Much of her $60,000-a-year salary as a fundraiser for the nonprofit Texas Association Against Sexual Assault comes indirectly from donations made by companies with business before the governor, according to the Austin American-Statesman.

Anita Perry has said that her support for immunization stems from years of watching people suffer and die needlessly from preventable diseases. As Texas's first lady, she has worked with the state's Department of Health to increase immunization rates and has served as the national chair for childhood immunizations with the March of Dimes, where she volunteers.

Perry has also been a strong advocate for the nursing profession. Her efforts to encourage Texans to join the profession have helped the state's rate of vacant nursing jobs drop from 11 percent in 2003 to 8 percent today, according to the first lady's website. (Her office did not return a request for comment.)
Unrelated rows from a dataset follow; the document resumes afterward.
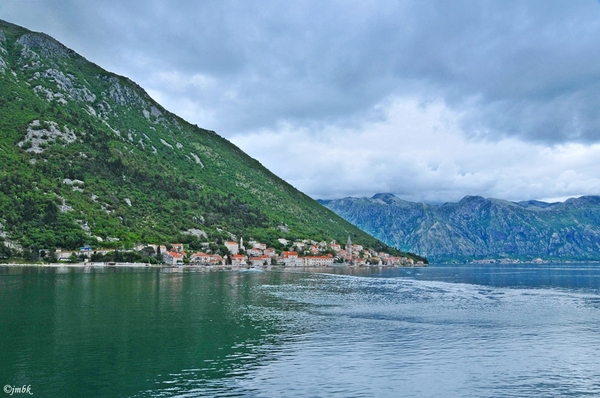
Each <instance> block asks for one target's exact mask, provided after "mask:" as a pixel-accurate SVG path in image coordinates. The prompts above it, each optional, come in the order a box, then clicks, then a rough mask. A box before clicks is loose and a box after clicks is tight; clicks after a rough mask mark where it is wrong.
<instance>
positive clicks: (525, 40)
mask: <svg viewBox="0 0 600 398" xmlns="http://www.w3.org/2000/svg"><path fill="white" fill-rule="evenodd" d="M0 18H1V19H5V20H7V21H9V22H13V23H16V24H19V25H22V26H25V27H27V28H29V29H31V30H35V31H43V32H46V33H48V34H50V35H51V36H53V37H55V38H56V39H58V40H59V41H61V42H63V43H64V44H65V45H67V46H68V47H70V48H72V49H74V50H75V51H77V52H79V53H80V54H82V55H83V56H85V57H86V58H88V59H89V60H91V61H93V62H95V63H97V64H99V65H101V66H102V67H104V68H105V69H108V70H110V71H113V72H116V73H119V74H122V75H125V76H128V77H129V78H131V79H132V80H134V81H136V82H137V83H138V84H140V85H141V86H142V87H144V88H145V89H146V90H147V91H148V93H149V94H150V95H151V96H152V97H153V98H154V99H156V100H157V101H158V102H160V103H161V104H162V105H163V106H164V107H165V108H167V109H169V110H170V111H172V112H174V113H176V114H178V115H180V116H182V117H183V118H185V119H186V120H188V121H190V122H191V123H194V124H198V125H199V126H201V127H204V128H208V129H211V130H215V131H216V132H217V133H219V134H220V135H222V136H224V137H226V138H228V139H229V140H231V141H232V142H234V143H235V144H236V145H238V146H239V147H241V148H242V149H243V150H244V151H246V152H247V153H249V154H250V155H251V156H253V157H255V158H257V159H258V160H259V161H260V162H261V163H262V164H263V165H265V166H266V167H268V168H269V169H270V170H272V171H273V172H274V173H275V174H277V175H279V176H280V177H282V178H283V179H285V180H286V181H288V182H290V183H291V184H292V185H294V186H295V187H296V188H298V189H300V190H302V191H303V192H305V193H307V194H308V195H310V196H312V197H313V198H328V199H329V198H339V197H345V196H372V195H373V194H375V193H377V192H392V193H394V194H396V195H397V196H399V197H401V198H403V199H406V200H411V201H427V202H434V203H435V202H446V201H457V200H459V199H460V198H462V197H463V196H465V195H482V196H485V197H495V198H502V199H508V200H527V199H543V200H555V199H557V200H562V199H564V198H567V197H573V196H580V195H589V194H592V195H594V194H595V195H597V194H600V3H599V2H598V1H596V0H576V1H564V0H522V1H511V0H497V1H486V0H481V1H469V0H464V1H447V0H439V1H436V0H430V1H420V0H406V1H405V0H394V1H391V0H390V1H388V0H377V1H368V0H364V1H353V0H344V1H334V0H332V1H323V0H315V1H304V0H297V1H269V0H261V1H245V0H243V1H226V0H218V1H209V0H202V1H192V0H170V1H168V0H143V1H142V0H102V1H93V2H92V1H81V0H0Z"/></svg>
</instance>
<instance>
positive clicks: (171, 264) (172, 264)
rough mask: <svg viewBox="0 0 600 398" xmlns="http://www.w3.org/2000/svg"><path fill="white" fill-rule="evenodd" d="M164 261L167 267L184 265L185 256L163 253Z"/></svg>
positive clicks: (171, 252) (170, 251)
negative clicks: (183, 263)
mask: <svg viewBox="0 0 600 398" xmlns="http://www.w3.org/2000/svg"><path fill="white" fill-rule="evenodd" d="M162 256H163V261H164V262H165V264H167V265H183V256H184V255H183V254H182V253H177V252H174V251H170V252H166V253H163V255H162Z"/></svg>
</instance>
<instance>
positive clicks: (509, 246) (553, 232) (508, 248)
mask: <svg viewBox="0 0 600 398" xmlns="http://www.w3.org/2000/svg"><path fill="white" fill-rule="evenodd" d="M320 202H321V203H322V204H324V205H325V206H326V207H328V208H329V209H331V210H333V211H335V212H336V213H337V214H339V215H340V216H342V217H344V218H345V219H346V220H348V221H350V222H352V223H353V224H355V225H356V226H358V227H360V228H361V229H363V230H364V231H367V232H369V233H370V234H372V235H373V236H375V237H377V238H379V239H381V240H382V241H384V242H385V243H387V244H389V245H391V246H394V247H396V248H398V249H400V250H406V251H412V252H414V253H417V254H420V255H422V256H426V257H428V258H429V260H430V261H435V262H448V261H468V260H474V259H487V258H489V259H503V258H510V259H520V260H533V259H536V258H542V259H548V260H586V261H588V260H600V197H598V196H585V197H581V198H577V199H569V200H567V201H566V202H564V203H545V202H539V201H527V202H518V203H514V202H509V201H505V200H498V199H484V198H482V197H479V196H467V197H465V198H463V199H462V200H461V201H459V202H458V203H446V204H443V205H428V204H424V203H412V202H407V201H404V200H401V199H399V198H397V197H395V196H394V195H392V194H377V195H375V196H373V197H372V198H370V199H368V198H360V199H359V198H345V199H339V200H323V201H320Z"/></svg>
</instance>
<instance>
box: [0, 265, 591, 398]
mask: <svg viewBox="0 0 600 398" xmlns="http://www.w3.org/2000/svg"><path fill="white" fill-rule="evenodd" d="M167 271H169V270H160V269H114V268H113V269H105V268H96V269H94V268H86V269H76V268H58V269H57V268H35V267H0V383H2V384H3V385H4V386H5V387H4V388H5V390H4V391H5V392H4V395H5V396H10V394H8V393H7V391H8V390H6V388H7V386H8V388H10V387H22V386H30V392H31V393H33V396H37V397H82V396H88V397H175V396H176V397H204V396H244V397H246V396H248V397H332V396H333V397H352V396H355V397H370V396H373V397H399V396H400V397H402V396H407V397H408V396H410V397H437V396H448V397H497V396H502V397H504V396H506V397H522V396H544V397H551V396H586V395H587V396H600V359H599V358H600V344H599V343H598V342H599V341H600V328H599V326H600V285H599V284H600V271H599V270H598V268H597V267H593V266H586V265H560V266H544V267H540V266H505V267H465V266H459V267H441V266H439V267H436V266H432V267H429V268H425V269H391V270H362V271H360V272H358V271H351V272H349V274H346V272H344V271H342V270H337V271H336V273H337V275H328V274H315V273H291V272H275V271H273V272H210V273H202V272H180V271H178V272H167ZM1 394H2V393H1V392H0V397H1ZM13 396H29V394H27V393H25V394H23V393H13Z"/></svg>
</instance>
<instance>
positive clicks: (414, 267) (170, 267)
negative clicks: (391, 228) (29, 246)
mask: <svg viewBox="0 0 600 398" xmlns="http://www.w3.org/2000/svg"><path fill="white" fill-rule="evenodd" d="M0 267H10V268H16V267H30V268H47V269H57V268H71V269H85V268H89V269H111V270H112V269H127V268H132V269H135V268H139V269H157V270H170V271H176V272H184V271H195V272H215V271H259V272H260V271H303V272H322V271H333V270H336V269H338V270H341V269H347V270H359V269H384V268H421V267H427V264H425V265H421V264H420V265H407V266H397V265H389V266H388V265H368V266H365V265H361V266H358V265H346V264H342V265H334V266H312V267H307V266H294V267H286V266H283V265H268V266H258V267H256V266H250V265H235V266H234V265H209V266H202V265H201V266H197V265H181V266H174V265H164V264H147V263H114V264H112V263H110V264H109V263H66V264H63V263H47V264H27V263H6V264H0Z"/></svg>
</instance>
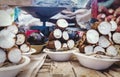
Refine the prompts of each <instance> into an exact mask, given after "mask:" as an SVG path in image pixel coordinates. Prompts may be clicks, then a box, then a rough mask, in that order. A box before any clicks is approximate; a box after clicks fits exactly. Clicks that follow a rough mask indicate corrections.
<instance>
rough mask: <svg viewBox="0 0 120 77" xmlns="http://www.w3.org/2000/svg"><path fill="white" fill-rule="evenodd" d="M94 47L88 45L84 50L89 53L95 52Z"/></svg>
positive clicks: (85, 52)
mask: <svg viewBox="0 0 120 77" xmlns="http://www.w3.org/2000/svg"><path fill="white" fill-rule="evenodd" d="M93 47H94V46H92V45H88V46H85V47H84V52H85V54H87V55H90V54H93Z"/></svg>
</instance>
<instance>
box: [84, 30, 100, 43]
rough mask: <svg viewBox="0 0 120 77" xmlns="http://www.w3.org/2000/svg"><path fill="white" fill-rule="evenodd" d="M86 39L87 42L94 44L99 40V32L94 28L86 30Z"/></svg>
mask: <svg viewBox="0 0 120 77" xmlns="http://www.w3.org/2000/svg"><path fill="white" fill-rule="evenodd" d="M86 39H87V42H88V43H91V44H96V43H97V42H98V40H99V33H98V32H97V31H96V30H93V29H91V30H88V31H87V33H86Z"/></svg>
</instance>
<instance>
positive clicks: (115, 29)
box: [110, 20, 117, 31]
mask: <svg viewBox="0 0 120 77" xmlns="http://www.w3.org/2000/svg"><path fill="white" fill-rule="evenodd" d="M110 24H111V26H112V28H111V31H115V30H116V29H117V23H116V22H115V21H113V20H111V21H110Z"/></svg>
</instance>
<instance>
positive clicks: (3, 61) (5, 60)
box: [0, 49, 7, 67]
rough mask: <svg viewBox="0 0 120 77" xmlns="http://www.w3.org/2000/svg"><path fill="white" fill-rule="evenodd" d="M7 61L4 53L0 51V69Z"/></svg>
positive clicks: (6, 56)
mask: <svg viewBox="0 0 120 77" xmlns="http://www.w3.org/2000/svg"><path fill="white" fill-rule="evenodd" d="M6 60H7V56H6V52H5V51H4V50H3V49H0V67H1V66H2V65H3V63H4V62H5V61H6Z"/></svg>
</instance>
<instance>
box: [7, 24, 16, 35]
mask: <svg viewBox="0 0 120 77" xmlns="http://www.w3.org/2000/svg"><path fill="white" fill-rule="evenodd" d="M7 30H8V31H10V32H11V33H13V34H17V33H18V27H17V26H16V25H10V26H8V27H7Z"/></svg>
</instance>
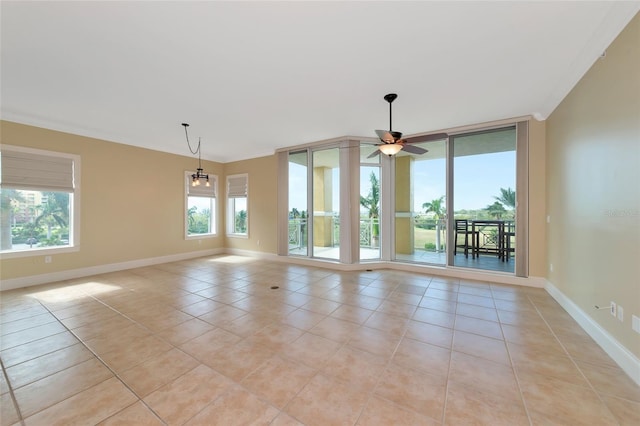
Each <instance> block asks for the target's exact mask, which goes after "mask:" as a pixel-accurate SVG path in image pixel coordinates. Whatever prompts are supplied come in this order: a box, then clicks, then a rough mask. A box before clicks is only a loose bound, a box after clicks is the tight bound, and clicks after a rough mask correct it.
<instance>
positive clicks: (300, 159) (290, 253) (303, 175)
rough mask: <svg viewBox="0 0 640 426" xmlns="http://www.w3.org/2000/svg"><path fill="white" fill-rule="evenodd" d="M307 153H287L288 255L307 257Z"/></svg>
mask: <svg viewBox="0 0 640 426" xmlns="http://www.w3.org/2000/svg"><path fill="white" fill-rule="evenodd" d="M307 219H308V213H307V151H301V152H292V153H289V231H288V235H289V254H291V255H298V256H308V253H309V250H308V245H309V243H308V237H307V234H308V229H309V226H308V224H307Z"/></svg>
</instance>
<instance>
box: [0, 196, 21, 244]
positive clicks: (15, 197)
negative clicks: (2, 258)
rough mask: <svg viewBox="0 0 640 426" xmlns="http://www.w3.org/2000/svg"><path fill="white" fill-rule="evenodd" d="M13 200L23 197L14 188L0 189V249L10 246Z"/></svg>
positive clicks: (12, 216) (18, 200)
mask: <svg viewBox="0 0 640 426" xmlns="http://www.w3.org/2000/svg"><path fill="white" fill-rule="evenodd" d="M13 201H24V197H23V196H22V194H21V193H20V192H19V191H17V190H15V189H0V250H9V249H10V248H11V220H12V217H13Z"/></svg>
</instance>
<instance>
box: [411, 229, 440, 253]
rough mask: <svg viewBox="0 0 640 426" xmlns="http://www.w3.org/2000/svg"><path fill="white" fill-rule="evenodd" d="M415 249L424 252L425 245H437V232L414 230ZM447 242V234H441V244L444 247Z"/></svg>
mask: <svg viewBox="0 0 640 426" xmlns="http://www.w3.org/2000/svg"><path fill="white" fill-rule="evenodd" d="M413 232H414V233H413V239H414V244H413V246H414V248H416V249H420V250H424V245H425V244H427V243H431V244H434V245H435V243H436V230H435V229H423V228H413ZM446 240H447V233H446V232H442V233H441V234H440V244H442V245H443V246H444V244H445V242H446Z"/></svg>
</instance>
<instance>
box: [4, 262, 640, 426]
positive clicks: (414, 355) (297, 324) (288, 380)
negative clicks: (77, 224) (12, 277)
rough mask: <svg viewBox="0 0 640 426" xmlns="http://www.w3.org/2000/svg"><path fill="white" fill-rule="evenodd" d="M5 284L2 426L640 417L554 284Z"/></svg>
mask: <svg viewBox="0 0 640 426" xmlns="http://www.w3.org/2000/svg"><path fill="white" fill-rule="evenodd" d="M272 286H278V287H279V288H278V289H271V287H272ZM0 297H1V304H2V305H1V308H2V310H1V332H2V340H1V346H0V348H1V352H0V357H1V361H2V376H1V378H0V379H1V382H0V389H1V409H2V411H1V413H0V415H1V417H0V423H1V424H2V425H13V424H26V425H47V426H49V425H71V424H77V425H96V424H99V425H163V424H167V425H181V424H187V425H214V424H220V425H235V424H271V425H300V424H303V425H352V424H353V425H355V424H357V425H414V424H415V425H440V424H447V425H467V424H487V425H521V424H522V425H548V424H554V425H555V424H562V425H609V424H611V425H616V424H634V425H638V424H640V388H639V387H638V386H636V385H635V384H634V383H633V382H632V381H631V379H629V378H628V376H626V375H625V373H624V372H623V371H622V370H621V369H620V368H619V367H617V366H616V364H615V363H614V362H613V361H612V360H611V359H610V358H609V357H608V356H607V355H606V354H605V353H604V352H603V351H602V350H601V349H600V348H599V347H598V346H597V345H596V344H595V343H594V342H593V341H592V340H591V338H589V337H588V336H587V335H586V334H585V333H584V331H582V329H581V328H580V327H578V325H577V324H576V323H575V322H574V321H573V320H572V319H571V318H570V317H569V315H568V314H567V313H566V312H565V311H563V310H562V308H561V307H560V306H559V305H558V304H557V303H556V302H555V301H554V300H553V299H552V298H551V297H550V296H549V295H548V294H547V293H546V292H545V291H544V290H542V289H534V288H522V287H511V286H505V285H497V284H489V283H480V282H468V281H461V280H457V279H446V278H441V277H436V276H428V275H421V274H416V273H404V272H398V271H389V270H383V271H374V272H348V273H345V272H335V271H331V270H327V269H320V268H312V267H303V266H296V265H289V264H284V263H273V262H267V261H261V260H252V259H247V258H242V257H237V256H218V257H211V258H201V259H195V260H187V261H181V262H175V263H169V264H163V265H156V266H151V267H145V268H139V269H134V270H129V271H123V272H116V273H110V274H104V275H99V276H94V277H90V278H85V279H77V280H70V281H66V282H59V283H55V284H50V285H44V286H38V287H31V288H27V289H21V290H14V291H7V292H3V293H1V294H0Z"/></svg>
Two endowments have been set up in her name, at West Texas A&M University and the University of Texas at San Antonio. And she’s been a cheerleader for Texas Tech, Hance said, helping recruit professors for the school she attended during her first year of college.

“The biggest problem we have in nursing is most people who have a Master’s or a PhD, they don’t want to go into teaching,” said Hance, a former Democratic congressman. “There’s such a shortage of nurses that someone with those types of credentials can make a tremendous salary in the private sector.”

Perry's other priorities include raising awareness of breast cancer and Alzheimer's. Outside the healthcare field, she created the annual Texas Conference for Women in 2000 and has led economic development delegations around the world while also fighting for preservation efforts in her home state.